Except that it wont. The beam entirely disappears. There is no interaction with the incident light! ('time reversal' among other nonsense can explain it as the light didn't then arrive!)
Past analysis, i.e. Ference 1956, suggests this proves light has ONLY lateral 'waves', inconsistent with almost all other physics! (The first mirrors glass absorbs (refracts) y axis light, (so it's 'plane polarised), the second absorbs the z axis light, so there's none left, so there can be no longitudinal (x axis) wave component!.
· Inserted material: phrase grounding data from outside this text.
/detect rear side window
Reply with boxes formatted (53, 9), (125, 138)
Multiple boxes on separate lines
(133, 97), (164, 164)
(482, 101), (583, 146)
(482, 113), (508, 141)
However, by using the same assumptions as the DFM a consistent logic is possible, where oscillations can retain the full 3D spherical freedoms found elsewhere. Longitudinal components are simply absorbed or reflected by proportion to angle.
The 'moving mirror paradox' is akin to the Dynamic Casimir Effect, itself apparently fatal to the 'Wonderland' interpretation of SR. It's logical resolution uses the same foundations. Maxwell's near/far field transition is simply a speed and wavelength change at the 'two-fluid' plasmon surface fine structure. 'Virtual' electrons are REAL! just in the 'other' frame, continually propagating and annihilating (a well known process at the Debye length).
Light hitting the mirror moving in the vacuum is then modulated to c in the mirror frame on arrival, reflected, then instantly modulated back to c in the ('far field') 'vacuum' frame. At an antenna and for longer wavelengths this 'transition zone' is well known to vary subject to lambda.
That means you're right about subjectivity. At a lens light's speed and wavelength are modulated to local c by each observer's lens TZ, giving the 'personal' Doppler shift found. Quite simple really, just a bit different to some current assumptions. See the logic?